Salary.com, which provides integrated salary-comparison and job-search tools to the Careers Center on CFO.com, allows users to compare their current pay with that for comparable jobs in other cities. For example, click on Plano in the list below showing the top five cities in the ranking. You’ll see that the median base pay for “Accountant 1” (click on the title link for a job description) is $41,199 in Plano. Seventy-five percent of such workers make more than $37,452, and 25 percent make more than $45,579. Click on the “bonuses” tab above the bell-curve graph to see information on total cash compensation (salary plus bonuses).
To find the same information for other finance jobs, click “related jobs” below the bell-curve graph and select another title. The median base salary for chief financial officers in Plano, for example, is $293,994.
That is actually less than the $305,568 median for number-two city Aurora, which speaks to the role cost of living plays in the rankings. “The end result of this analysis is a list in which the most favorable cities offer the largest difference between pay and costs,” said Bill Coleman, chief compensation officer for Salary.com.
TOP FIVE CITIES
1. Plano, Texas
The cities at the bottom of the list typically are ones where living is the most expensive and pay is not proportionally inflated.
BOTTOM 5 CITIES
1. New York City
3. Los Angeles
4. Honolulu
Median base pay for finance chiefs in New York City shows up as $345,175. According to results of using Salary.com tools found on CFO.com, the cost of living in Omaha, for example, is 44.3 percent lower than in New York. Therefore, someone who brings in that median pay level in New York would have to earn only $192,262 in Omaha to maintain his or her standard of living. However, he or she could expect to do much better than that. Employers in Omaha on average pay 19.4 less than those in New York, so the median CFO base pay there is $278,088.
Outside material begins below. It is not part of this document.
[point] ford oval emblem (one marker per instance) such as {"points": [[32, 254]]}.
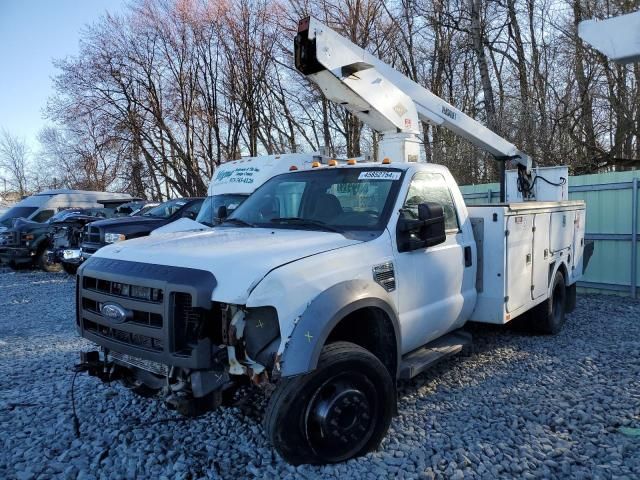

For Salary.com’s complete ranking of the 69 cities, click here. Salary.com did not provide the numerical ratings on which the city rankings were based, but rather simply a list of cities in order of their salary value. Salary.com uses employer-reported data to establish national pay-range averages for each job that it tracks, and then converts that data to metro or ZIP-code data based on a geographic salary equivalent factor, similar to a cost-of-living adjustment factor.